Read The Suburb Beyond the Stars Page 13


  And after an hour, they reached the entrance to the caverns.

  It was in a cellar. A rotten door set in the stone. “I remember it being a foundation to a new house,” said Brian.

  He looked out over the landscape. Beneath the sliver of the moon and the high clouds, the suburb lay like an organism, glistening with lights, its streets curved and curled. An SUV crawled along one dead end. The lights peppered the wood as far as Brian could see.

  That was just like he remembered it from the previous year, he thought. The lawns. The lanterns. The dead ends. Was that right?

  He stood, transfixed by the distant, bruising glow of cities on the horizon. The clouds were dingy with their light.

  The night was crawling with life.

  Kalgrash, below, was heaving the wooden door aside.

  “I’ll go a few steps down,” he said. “Then once we can’t be seen, you light the lantern for yourself.”

  They trotted down the spiral staircase. Brian shrugged the sagging door closed over his head.

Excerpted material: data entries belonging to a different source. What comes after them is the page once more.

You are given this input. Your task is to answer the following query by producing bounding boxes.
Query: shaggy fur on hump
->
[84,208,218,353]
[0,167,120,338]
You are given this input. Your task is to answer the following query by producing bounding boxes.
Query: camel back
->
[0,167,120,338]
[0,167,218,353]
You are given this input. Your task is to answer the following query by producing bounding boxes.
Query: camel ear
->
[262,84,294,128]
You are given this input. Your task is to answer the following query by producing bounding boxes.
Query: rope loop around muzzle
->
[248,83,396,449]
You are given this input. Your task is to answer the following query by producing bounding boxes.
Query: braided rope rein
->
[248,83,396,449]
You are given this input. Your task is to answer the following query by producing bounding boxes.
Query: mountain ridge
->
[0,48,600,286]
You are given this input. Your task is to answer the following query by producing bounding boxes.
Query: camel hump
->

Now in complete darkness, he held on to the lantern, concentrated, and spoke the Cantrip of Activation.

  The lantern glowed and picked out Brian’s round cheeks and Kalgrash’s spiky teeth.

  They continued downward, toward the city — and the prison where Gregory, Prudence, and Sniggleping were trapped, far beneath the earth.

  TWENTY-THREE

  When Gregory tumbled out of the hirsute throat of wizardry, he dropped on a floor of stone. The fall was rough. For a while, he lay on the ground, writhing, grabbing at his own arms, flexing his burned hand, rocking back and forth, convulsed in pain.

  A Norumbegan lantern lit the dungeon, but not well. The room was too large, the shadows tremendous. Dark bars were cast across his scalded palm.

  As he stopped rolling and began to take notice of what was around him, terror struck. He was surrounded by kreslings.

  They stood without moving. He propped himself up. “What do you want?” he asked them.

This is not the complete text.